I believe policing should be for public service – not private profit. My knowledge and experience of the police stems from my work as a partner in a law firm, where I have worked with officers on family law issues for many years.
They tell me how cuts and imposed changes are damaging the force and sapping morale.
Perhaps most importantly, as a working mum and as someone who has lived in this county for a decade, I can't bear to see the damage being inflicted by this government on policing.
Our police officers are not plebs. They are heroes."
Martin Surl, Independent candidate:
" I was born and bred in Gloucestershire and my family has lived here for generations.
I am standing as an independent because not only do I believe party politics has no place in policing but it is also what many, many people who I have met while out campaigning have told me.
That is why I urge everyone who is entitled to vote, to do so on November 15.
I do not agree with those who say they will not vote because 'we don't need a police commissioner' and I cannot understand why some will vote for one political party representative to keep another party representative out of office.
Please don't spoil your ballot paper, use your vote.
Our police service is too important to use as a means of protest, which is why I want you to vote for the person best able to do the job and this is why I believe I am that person.
I want to make our police more visible and come when we need them.
That means getting the right resource to the right situation first time, on time, every time and dealing with it appropriately and effectively.
It also means stopping the closure of some of our most important stations like Coleford in the Forest of Dean and Barton Street in Gloucester.
I have studied the constabulary's finances and my experience in handling multi-million pound budgets here and when representing the UK abroad gives me every confidence this can be achieved.
I want older people – whether they live in their own homes or in residential care – to feel safe and I want a system that works for young people not against them.

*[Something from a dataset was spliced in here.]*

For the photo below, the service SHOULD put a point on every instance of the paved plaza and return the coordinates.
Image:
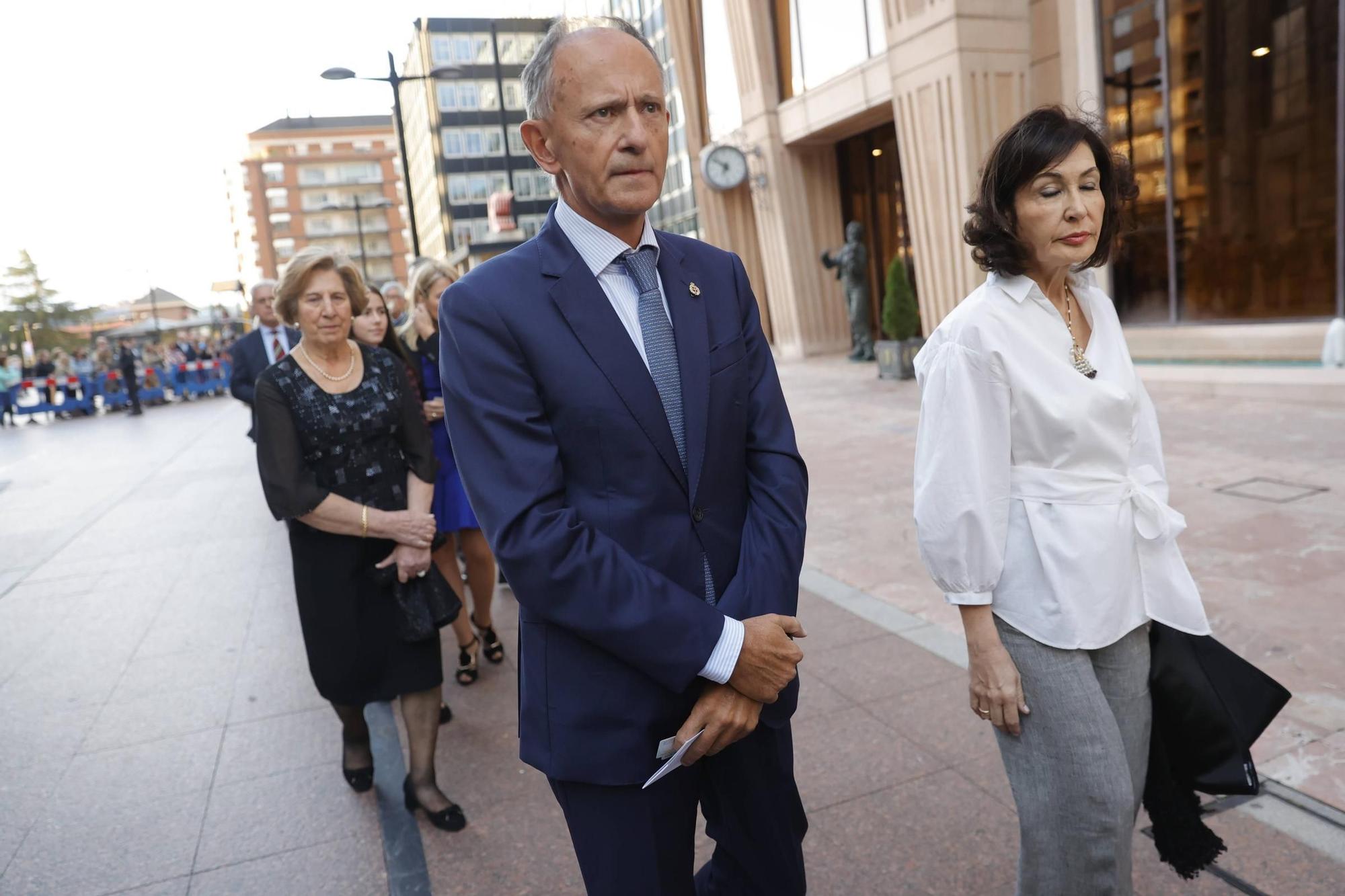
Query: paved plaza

Everyone, whatever their age or background, should be able to use our streets and public places without feeling under threat.
I believe in restorative justice, a system already adopted in Gloucestershire where criminals are given a chance to mend their ways. Those who do not will feel the full force of the law.
As a former officer, I am the candidate with direct experience of policing.
I will not take the place of the Chief Constable but if you vote for Martin Surl on November 15, I will use my power to provide the resources he needs to reduce crime and make our county the best it can be."